Cass. 3 21 mars 2024 n° 22-18694 :
Au terme d’un arrêt dont la motivation est pédagogique, la Cour de cassation revient sur sa jurisprudence pourtant bien établie depuis 2017 retenant que « les désordres affectant des éléments d’équipement, dissociables ou non, d’origine ou installés sur existant, relèvent de la responsabilité décennale lorsqu’ils rendent l’ouvrage dans son ensemble impropre à sa destination » (Cf.3e Civ., 15 juin 2017, pourvoi n° 16-19.640, Bull. 2017, III, n° 71 ; 3e Civ., 14 septembre 2017, pourvoi n° 16-17.323, Bull. 2017, III, n° 100).
Après avoir fait état des objectifs affichés de la jurisprudence adoptée en 2017,
– Simplification (plus de distinction entre l’élément d’équipement qui était d’origine ou celui seulement adjoint à l’existant),
– Assurer une meilleure protection des maîtres d’ouvrage,
Et constaté que ces objectifs n’avaient pas été atteints :
La Cour de cassation rappelle qu’elle a été amenée à venir préciser la portée de ces règles et que les distinctions ont abouti à multiplier des qualifications attachées aux éléments d’équipement et les régimes de responsabilité applicables, elle indique qu’une consultation entreprise auprès de plusieurs acteurs du secteur révèlent que « les installateurs d’éléments d’équipement susceptibles de relever de la garantie décennale ne souscrivent pas plus qu’auparavant à l’assurance obligatoire des constructeurs. »
Elle considère donc : « La jurisprudence initiée en 2017 ne s’est donc pas traduite par une protection accrue des maîtres de l’ouvrage ou une meilleure indemnisation que celle dont ils pouvaient déjà bénéficier au titre d’autres garanties d’assurance. »

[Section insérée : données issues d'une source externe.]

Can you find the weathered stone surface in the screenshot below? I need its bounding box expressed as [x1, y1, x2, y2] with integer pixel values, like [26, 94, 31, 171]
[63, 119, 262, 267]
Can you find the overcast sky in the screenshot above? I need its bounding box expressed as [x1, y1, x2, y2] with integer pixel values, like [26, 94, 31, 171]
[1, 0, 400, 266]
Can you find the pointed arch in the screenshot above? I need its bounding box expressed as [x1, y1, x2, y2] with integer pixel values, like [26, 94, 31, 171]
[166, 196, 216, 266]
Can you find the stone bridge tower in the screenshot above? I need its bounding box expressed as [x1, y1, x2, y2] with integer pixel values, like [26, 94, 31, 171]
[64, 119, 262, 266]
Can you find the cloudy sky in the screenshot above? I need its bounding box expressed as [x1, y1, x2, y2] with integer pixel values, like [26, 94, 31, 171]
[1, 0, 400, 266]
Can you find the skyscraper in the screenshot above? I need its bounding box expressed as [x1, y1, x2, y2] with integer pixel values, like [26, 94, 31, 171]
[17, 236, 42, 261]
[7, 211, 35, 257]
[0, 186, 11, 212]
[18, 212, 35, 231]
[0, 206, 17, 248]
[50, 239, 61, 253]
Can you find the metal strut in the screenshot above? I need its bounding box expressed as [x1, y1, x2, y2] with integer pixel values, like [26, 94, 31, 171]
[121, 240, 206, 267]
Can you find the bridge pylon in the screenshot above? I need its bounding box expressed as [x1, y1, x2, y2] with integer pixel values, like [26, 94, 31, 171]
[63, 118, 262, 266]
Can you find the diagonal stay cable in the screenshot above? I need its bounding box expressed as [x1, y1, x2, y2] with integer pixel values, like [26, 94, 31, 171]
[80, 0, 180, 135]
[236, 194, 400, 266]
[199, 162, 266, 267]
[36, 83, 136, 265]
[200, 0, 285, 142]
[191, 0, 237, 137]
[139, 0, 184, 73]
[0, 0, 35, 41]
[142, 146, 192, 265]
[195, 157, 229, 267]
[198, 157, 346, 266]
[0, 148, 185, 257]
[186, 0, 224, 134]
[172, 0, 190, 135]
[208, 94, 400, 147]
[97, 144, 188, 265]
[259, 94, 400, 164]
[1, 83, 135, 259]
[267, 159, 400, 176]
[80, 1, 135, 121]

Et énonce désormais dans son considérant de principe en point 18 : « C’est pourquoi il apparaît nécessaire de renoncer à cette jurisprudence et de juger que, si les éléments d’équipement installés en remplacement ou par adjonction sur un ouvrage existant ne constituent pas en eux-mêmes un ouvrage, ils ne relèvent ni de la garantie décennale ni de la garantie biennale de bon fonctionnement, quel que soit le degré de gravité des désordres, mais de la responsabilité contractuelle de droit commun, non soumise à l’assurance obligatoire des constructeurs. »
C’est un revirement majeur.
Bien qu’il soit indiqué par la Cour de cassation qu’il n’a pas été constaté de protection accrue des maîtres de l’ouvrage depuis 2017.
Il est indéniable que leur protection va s’en trouver bien amoindrie en cas de sinistre et notamment, par exemple, au titre de l’assurance dommage ouvrage pour ces éléments d’équipement dès lors qu’une couverture assurantielle existait nonobstant l’absence de souscription par les installateurs d’éléments d’équipement de l’assurance obligatoire des constructeurs.
Même si ce n’est surement pas l’effet escompté, (l’arrêt concernant le recours d’une assurance de bien risque incendie vis avis des assurances Responsabilité Décennale des constructeurs) en quelque sorte cet arrêt permettra de « boucher un des trous dans la raquette » de la couverture assurantielle de la Dommage Ouvrage vis-à-vis assurance de RCD et des constructeurs et n’apparaît absolument pas protecteur des intérêts des maîtres d’ouvrages.